Mais do que a brincadeira, resolvo observar a reação dos motoristas. Obviamente há os que recebem os estudantes com cara de mau humor, que é o meu caso, pois detesto essas palhaçadas. Mas há uma parcela grande, se é que não posso dizer a maioria, que procura por moedas no cinzeiro e dá uma singela ajuda para a bebedeira, que é descaradamente anunciada no pedido de esmola. Esse é o ponto-chave que tento refletir. Por que os motoristas são tão receptivos com esses covers de mendigo, enquanto fecham o vidro na cara dos mendigos verdadeiros?

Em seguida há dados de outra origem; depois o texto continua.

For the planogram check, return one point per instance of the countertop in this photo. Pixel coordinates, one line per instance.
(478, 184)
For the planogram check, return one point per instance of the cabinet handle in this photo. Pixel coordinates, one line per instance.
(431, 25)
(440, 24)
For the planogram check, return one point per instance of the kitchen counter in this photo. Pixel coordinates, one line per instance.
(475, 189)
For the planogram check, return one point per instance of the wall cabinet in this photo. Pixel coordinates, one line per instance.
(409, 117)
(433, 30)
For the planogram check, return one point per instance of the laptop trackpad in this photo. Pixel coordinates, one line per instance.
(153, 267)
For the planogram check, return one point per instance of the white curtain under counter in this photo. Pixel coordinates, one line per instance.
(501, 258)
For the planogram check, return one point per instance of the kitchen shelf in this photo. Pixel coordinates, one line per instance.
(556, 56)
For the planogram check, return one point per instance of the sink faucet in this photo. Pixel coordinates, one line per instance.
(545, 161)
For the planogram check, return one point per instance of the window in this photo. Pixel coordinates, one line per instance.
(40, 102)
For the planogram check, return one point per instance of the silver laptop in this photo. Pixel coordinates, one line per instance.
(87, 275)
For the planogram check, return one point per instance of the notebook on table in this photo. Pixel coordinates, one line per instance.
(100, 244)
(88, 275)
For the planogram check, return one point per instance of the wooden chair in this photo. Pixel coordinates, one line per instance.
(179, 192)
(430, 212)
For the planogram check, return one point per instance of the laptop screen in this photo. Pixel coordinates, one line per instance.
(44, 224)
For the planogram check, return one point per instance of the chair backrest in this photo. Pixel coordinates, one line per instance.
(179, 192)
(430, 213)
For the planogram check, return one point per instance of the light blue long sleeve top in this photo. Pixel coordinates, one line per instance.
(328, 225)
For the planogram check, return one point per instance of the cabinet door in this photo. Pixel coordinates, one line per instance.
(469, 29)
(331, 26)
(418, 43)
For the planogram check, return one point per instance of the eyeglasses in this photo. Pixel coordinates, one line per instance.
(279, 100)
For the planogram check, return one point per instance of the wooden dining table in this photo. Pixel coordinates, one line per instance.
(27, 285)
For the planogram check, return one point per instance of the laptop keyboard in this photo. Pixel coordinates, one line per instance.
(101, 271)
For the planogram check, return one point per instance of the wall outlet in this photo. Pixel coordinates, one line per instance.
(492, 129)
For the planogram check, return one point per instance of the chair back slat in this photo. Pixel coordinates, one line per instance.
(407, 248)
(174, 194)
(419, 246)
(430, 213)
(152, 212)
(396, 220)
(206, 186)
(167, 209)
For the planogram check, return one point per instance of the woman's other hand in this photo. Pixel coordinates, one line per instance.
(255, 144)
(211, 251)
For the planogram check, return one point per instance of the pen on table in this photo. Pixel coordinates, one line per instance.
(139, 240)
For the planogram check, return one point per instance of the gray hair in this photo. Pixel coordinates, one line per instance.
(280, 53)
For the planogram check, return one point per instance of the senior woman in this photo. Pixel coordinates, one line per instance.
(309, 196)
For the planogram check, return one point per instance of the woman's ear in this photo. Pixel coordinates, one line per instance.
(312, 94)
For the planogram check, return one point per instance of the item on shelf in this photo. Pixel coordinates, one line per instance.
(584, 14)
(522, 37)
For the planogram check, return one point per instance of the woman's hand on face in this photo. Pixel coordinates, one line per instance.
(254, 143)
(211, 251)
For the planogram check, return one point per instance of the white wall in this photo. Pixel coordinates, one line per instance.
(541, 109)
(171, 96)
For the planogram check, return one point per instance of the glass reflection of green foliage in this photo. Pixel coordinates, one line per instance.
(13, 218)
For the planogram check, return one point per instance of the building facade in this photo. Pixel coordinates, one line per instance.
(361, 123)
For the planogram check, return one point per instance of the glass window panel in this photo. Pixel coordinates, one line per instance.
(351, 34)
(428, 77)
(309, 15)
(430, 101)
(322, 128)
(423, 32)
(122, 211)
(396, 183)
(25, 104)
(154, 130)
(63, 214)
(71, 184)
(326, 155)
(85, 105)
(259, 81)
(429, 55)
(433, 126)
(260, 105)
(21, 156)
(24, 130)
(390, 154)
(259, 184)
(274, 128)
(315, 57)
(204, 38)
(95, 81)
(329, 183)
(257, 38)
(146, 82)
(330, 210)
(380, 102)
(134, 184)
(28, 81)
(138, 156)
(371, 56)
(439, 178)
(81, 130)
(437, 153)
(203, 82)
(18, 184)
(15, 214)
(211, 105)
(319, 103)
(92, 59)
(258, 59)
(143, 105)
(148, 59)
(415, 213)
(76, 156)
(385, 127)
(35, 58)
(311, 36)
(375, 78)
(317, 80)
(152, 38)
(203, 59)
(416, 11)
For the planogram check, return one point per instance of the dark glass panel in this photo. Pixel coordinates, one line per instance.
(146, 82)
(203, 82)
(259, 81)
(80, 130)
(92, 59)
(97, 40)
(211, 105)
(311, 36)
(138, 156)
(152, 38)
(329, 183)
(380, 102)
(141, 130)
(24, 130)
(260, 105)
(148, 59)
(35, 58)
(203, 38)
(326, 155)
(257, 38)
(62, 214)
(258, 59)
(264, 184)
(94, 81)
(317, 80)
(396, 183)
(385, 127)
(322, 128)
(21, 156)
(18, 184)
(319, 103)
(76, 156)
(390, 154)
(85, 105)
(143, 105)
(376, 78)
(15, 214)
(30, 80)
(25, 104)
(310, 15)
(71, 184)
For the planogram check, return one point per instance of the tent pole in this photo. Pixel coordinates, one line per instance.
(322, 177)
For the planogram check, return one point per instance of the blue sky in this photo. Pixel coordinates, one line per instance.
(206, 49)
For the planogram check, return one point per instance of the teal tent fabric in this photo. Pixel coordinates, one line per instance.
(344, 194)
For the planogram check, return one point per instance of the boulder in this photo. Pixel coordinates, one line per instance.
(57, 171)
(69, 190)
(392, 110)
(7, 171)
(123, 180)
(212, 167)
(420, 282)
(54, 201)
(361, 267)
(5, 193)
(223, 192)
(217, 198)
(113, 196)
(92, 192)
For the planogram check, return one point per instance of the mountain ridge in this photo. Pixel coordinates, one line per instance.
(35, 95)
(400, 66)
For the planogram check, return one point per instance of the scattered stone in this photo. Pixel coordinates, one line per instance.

É simples: identidade. Os covers são cheirosinhos, as meninas são gostosinhas, têm ares de mulher desabrochando, bochechas rosadas e cabelos sedosos. Os rapazes exibem dentes bonitos e feições alegres. Ambos se vestem com roupas e tênis bonitos. Então, eles se parecem com nossos filhos, nossos irmãos... se parecem conosco! Os mendigos reais não. Eles fedem, são maltrapilhos, feios, piolhentos, pulguentos e mijados. Para a menina que bateu na janela do carro ao meu lado, o motorista prontamente abriu o vidro e cedeu umas moedas, roçando a mão na mão dela, de forma pausada e safada, enquanto pareceu pronunciar um gracejo. Para os mendigos fedidos, quando eventualmente damos algum trocado é porque não tivemos tempo hábil de fechar o vidro e precisamos nos livrar deles rápido. Ao dar a esmola a estes, fazemos o dinheiro "pingar" nas mãos deles, para que não haja nenhum contágio, principalmente com sua miséria. Não estou defendendo o ato de dar esmola ou não, para quem quer que seja. Isso é pessoal, tanto no que se refere aos covers de mendigo, quanto aos seus originais.
Mas é fato que a solidariedade é seletiva. O nojo e a repulsa também.
Em tempo: Na falta de outra, a foto postada é de um "trote solidário". Consta no jornal que os alunos dessa coletaram dinheiro e doaram à famílias carentes. Somente nesse dia. Nos demais as famílias continuaram carentes e os estudantes foram para o bar.